Esta era, muitas vezes, a estratégia utilizada para pequenas
vinganças entre famílias, colocando-se a circular informação deturpada, com o
objetivo de causar danos morais e reputacionais …”
Já em O Volframista tínhamos visto entrar Aquilino Ribeiro,
mas agora, em O Leitor de Dicionários, Acácio é mais elaborado na abordagem
crítica do social de um tempo. Acácio, como Aquilino, agarra o meio rural, mas
também o piqueno meio de cidade nanica que todas as do interior, mesmo Viseu a
maior de todas, tinham até às décadas de 1970 e 1980 do século passado.
Alberto, a personagem que sendo piquena no ser é
literariamente grande, não seria nada na obra política e urbana de Aquilino,
mas seria enorme na obra pictural e rural que nos deixou.
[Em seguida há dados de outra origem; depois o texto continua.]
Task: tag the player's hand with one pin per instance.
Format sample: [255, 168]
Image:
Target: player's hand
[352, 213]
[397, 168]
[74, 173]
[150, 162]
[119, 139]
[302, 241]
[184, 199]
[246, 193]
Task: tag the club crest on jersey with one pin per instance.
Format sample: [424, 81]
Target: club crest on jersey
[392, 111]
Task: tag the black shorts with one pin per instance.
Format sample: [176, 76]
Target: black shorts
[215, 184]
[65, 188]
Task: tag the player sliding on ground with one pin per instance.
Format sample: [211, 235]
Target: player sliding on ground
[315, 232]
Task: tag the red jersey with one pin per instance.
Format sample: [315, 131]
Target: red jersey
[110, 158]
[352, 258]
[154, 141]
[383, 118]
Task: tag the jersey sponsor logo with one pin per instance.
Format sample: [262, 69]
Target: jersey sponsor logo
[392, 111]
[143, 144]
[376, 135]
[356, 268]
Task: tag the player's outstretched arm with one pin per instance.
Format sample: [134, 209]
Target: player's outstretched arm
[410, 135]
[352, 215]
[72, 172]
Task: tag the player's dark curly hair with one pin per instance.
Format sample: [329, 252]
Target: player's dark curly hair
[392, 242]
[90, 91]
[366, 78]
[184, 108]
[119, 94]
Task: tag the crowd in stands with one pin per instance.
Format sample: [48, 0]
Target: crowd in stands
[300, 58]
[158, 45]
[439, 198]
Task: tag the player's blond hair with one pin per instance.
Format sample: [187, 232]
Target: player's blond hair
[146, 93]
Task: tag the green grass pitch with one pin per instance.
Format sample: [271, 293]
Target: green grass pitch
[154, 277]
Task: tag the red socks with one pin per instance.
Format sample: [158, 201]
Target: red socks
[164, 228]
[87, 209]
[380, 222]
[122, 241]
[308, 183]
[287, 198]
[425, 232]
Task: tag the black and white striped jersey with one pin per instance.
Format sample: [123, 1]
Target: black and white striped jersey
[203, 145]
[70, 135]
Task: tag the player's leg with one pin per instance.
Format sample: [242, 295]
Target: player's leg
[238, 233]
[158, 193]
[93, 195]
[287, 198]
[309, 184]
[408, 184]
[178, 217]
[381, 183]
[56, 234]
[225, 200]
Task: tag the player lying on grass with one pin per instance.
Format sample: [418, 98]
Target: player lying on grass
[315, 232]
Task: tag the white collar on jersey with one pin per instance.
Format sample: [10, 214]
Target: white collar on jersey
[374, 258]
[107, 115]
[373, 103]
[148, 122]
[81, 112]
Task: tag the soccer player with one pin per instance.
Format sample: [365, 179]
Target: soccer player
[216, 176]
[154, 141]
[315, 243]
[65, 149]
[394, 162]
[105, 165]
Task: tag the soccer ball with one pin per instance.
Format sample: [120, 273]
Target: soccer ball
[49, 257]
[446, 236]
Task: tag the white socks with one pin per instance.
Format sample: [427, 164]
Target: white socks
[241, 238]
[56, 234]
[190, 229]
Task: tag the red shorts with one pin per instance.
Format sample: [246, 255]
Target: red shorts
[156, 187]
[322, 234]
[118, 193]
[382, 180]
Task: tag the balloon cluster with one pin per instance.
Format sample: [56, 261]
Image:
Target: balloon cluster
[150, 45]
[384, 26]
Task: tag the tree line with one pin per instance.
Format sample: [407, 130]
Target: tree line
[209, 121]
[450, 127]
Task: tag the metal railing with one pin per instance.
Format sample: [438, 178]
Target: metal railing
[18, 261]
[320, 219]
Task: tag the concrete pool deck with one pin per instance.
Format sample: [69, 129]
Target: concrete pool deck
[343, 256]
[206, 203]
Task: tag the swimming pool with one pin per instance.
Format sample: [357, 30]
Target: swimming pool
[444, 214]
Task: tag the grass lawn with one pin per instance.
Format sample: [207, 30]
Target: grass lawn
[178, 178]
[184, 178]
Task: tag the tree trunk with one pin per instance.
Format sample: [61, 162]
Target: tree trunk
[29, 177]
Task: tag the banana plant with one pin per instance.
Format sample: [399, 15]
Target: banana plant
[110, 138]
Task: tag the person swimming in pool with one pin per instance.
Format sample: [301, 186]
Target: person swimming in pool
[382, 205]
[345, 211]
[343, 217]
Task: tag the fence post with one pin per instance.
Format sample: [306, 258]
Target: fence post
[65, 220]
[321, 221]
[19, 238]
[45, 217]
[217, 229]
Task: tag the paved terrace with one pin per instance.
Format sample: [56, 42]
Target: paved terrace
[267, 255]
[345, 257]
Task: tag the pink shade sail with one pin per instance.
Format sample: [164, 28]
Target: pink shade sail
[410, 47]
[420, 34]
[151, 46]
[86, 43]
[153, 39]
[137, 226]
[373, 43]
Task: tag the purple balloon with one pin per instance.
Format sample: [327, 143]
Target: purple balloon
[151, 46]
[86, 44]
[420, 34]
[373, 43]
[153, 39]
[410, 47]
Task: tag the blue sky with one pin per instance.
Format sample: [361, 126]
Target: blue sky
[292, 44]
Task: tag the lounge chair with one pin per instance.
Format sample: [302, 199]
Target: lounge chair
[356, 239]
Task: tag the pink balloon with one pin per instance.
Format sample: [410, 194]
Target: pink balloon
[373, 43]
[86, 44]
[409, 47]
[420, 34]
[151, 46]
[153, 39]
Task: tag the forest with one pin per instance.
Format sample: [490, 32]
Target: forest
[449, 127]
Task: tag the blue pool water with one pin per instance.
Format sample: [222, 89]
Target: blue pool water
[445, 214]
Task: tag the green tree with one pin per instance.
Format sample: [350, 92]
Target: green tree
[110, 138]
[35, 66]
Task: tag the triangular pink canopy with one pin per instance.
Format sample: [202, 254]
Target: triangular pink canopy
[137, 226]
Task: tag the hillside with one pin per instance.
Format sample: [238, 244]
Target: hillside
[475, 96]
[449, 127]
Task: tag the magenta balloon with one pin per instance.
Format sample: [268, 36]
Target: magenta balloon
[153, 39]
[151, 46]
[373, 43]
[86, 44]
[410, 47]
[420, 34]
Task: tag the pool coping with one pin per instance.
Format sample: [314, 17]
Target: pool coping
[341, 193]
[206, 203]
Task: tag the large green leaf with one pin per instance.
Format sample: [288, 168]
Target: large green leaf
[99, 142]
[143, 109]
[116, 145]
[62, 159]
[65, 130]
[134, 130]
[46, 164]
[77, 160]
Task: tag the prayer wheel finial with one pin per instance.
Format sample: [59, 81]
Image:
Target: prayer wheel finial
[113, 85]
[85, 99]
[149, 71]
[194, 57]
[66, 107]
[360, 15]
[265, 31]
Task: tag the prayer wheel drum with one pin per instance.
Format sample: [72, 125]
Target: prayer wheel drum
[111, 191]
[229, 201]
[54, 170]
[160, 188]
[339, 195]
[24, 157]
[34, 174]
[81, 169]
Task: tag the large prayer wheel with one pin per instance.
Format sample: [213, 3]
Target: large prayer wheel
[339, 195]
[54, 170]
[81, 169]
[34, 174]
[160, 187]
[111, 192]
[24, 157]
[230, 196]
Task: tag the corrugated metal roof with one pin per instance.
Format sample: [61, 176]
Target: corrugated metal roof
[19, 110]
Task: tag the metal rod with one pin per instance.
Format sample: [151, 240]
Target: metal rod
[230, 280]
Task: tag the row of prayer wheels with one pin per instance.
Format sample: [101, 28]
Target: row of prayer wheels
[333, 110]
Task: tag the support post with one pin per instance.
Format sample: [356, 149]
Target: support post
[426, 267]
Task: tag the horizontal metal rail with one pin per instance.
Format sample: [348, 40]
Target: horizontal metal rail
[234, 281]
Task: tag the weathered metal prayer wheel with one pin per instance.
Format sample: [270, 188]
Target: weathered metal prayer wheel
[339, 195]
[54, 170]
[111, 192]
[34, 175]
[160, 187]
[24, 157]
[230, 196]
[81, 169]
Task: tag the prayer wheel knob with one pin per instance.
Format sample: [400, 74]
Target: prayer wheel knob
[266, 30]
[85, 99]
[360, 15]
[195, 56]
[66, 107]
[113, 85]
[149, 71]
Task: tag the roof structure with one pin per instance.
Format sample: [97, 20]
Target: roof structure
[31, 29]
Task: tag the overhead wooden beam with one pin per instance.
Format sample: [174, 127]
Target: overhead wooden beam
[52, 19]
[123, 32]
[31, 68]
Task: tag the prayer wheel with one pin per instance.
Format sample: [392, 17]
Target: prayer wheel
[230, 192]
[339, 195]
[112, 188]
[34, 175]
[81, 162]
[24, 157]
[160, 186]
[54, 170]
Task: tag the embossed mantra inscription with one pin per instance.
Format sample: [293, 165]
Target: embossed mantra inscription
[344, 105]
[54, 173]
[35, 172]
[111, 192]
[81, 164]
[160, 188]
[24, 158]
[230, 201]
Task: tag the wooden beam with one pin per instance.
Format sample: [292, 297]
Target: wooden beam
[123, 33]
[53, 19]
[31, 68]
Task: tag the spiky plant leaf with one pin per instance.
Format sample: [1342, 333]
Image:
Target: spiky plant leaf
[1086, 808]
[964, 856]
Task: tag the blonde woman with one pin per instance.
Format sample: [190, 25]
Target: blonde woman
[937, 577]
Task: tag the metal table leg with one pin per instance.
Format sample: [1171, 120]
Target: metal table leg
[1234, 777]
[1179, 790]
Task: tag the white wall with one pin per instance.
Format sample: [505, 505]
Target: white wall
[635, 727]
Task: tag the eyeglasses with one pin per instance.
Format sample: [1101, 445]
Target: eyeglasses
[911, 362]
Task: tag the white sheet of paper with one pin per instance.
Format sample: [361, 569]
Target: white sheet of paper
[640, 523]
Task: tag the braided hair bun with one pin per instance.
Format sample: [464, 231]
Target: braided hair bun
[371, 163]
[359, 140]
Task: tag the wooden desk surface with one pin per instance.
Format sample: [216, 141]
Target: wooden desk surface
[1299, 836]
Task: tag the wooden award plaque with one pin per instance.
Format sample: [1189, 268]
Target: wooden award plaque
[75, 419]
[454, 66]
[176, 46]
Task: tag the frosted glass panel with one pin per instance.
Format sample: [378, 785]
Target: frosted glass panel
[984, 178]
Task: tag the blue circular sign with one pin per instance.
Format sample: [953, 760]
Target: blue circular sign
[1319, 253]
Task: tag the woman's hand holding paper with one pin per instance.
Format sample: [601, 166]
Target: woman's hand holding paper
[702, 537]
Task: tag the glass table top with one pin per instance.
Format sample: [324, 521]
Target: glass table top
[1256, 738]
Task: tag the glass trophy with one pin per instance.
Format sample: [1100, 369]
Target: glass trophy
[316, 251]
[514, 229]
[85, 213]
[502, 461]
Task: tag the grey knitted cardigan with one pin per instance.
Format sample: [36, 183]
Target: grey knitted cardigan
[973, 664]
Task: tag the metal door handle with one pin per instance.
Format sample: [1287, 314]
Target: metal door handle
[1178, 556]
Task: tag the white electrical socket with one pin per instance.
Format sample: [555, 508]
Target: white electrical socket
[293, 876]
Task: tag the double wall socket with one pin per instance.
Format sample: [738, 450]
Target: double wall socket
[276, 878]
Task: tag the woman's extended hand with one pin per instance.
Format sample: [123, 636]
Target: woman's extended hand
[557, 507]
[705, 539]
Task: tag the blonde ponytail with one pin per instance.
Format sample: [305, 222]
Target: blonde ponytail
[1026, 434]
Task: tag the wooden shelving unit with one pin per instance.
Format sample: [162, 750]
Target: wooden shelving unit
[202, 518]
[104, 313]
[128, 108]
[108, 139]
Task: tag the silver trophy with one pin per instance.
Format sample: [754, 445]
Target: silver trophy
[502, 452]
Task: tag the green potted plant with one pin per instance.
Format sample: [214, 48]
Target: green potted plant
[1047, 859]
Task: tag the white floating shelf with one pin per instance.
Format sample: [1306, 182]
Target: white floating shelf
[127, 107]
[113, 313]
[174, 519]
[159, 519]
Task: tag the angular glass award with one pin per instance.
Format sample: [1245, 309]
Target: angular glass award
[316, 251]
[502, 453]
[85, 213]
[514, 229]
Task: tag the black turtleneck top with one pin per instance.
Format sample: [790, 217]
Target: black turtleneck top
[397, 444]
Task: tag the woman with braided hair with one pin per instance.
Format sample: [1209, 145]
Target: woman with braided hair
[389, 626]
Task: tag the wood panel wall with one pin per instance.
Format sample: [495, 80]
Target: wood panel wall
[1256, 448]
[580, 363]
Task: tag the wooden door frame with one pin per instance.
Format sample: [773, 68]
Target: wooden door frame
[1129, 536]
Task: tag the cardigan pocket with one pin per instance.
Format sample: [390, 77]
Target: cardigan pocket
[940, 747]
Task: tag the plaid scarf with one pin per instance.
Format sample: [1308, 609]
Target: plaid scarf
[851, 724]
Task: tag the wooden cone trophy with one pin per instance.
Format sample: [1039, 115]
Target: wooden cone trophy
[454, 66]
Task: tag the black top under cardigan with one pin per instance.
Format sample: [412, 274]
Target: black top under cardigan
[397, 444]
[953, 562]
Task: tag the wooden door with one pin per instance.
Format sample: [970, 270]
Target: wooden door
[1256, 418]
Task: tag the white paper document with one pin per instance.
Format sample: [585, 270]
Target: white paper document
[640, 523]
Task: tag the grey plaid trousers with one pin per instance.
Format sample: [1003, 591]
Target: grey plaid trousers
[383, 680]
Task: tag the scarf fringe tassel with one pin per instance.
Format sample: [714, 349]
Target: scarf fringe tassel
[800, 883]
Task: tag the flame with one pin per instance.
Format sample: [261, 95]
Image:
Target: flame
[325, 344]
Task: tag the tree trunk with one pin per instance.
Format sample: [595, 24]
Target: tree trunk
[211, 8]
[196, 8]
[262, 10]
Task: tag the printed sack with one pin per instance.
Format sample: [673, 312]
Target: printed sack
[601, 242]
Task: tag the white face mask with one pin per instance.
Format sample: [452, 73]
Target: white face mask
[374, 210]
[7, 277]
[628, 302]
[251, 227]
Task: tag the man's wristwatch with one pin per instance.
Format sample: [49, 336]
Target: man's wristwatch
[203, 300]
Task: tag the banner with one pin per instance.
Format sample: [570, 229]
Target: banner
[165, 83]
Miremos, por último, esta passagem (pp: 27 e 28):
“De facto, no mês de janeiro de 1966, no início do segundo
período, chegara uma carta anónima às mãos do reitor do seminário. Nela eram visadas as putativas ligações do pai de
Alberto a elementos pertencentes à célula comunista da região de Viseu.
Ante tal situação, o reitor, para averiguar os factos e
dilucidar a questão, solicitou informações sigilosas ao abade da paróquia e ao
presidente da junta de freguesia.
O pároco, que havia sido responsável pela referenciação
positiva de Alberto aquando da admissão ao seminário, respondeu ao reitor
dizendo desconhecer ‘quaisquer ligações do visado a pessoas revolucionárias ou
contra o regime’ e acrescentou, ainda, que os pais e familiares eram ‘católicos
praticantes e honrados cidadãos da aldeia, sempre dispostos a ajudar aos mais carenciados’.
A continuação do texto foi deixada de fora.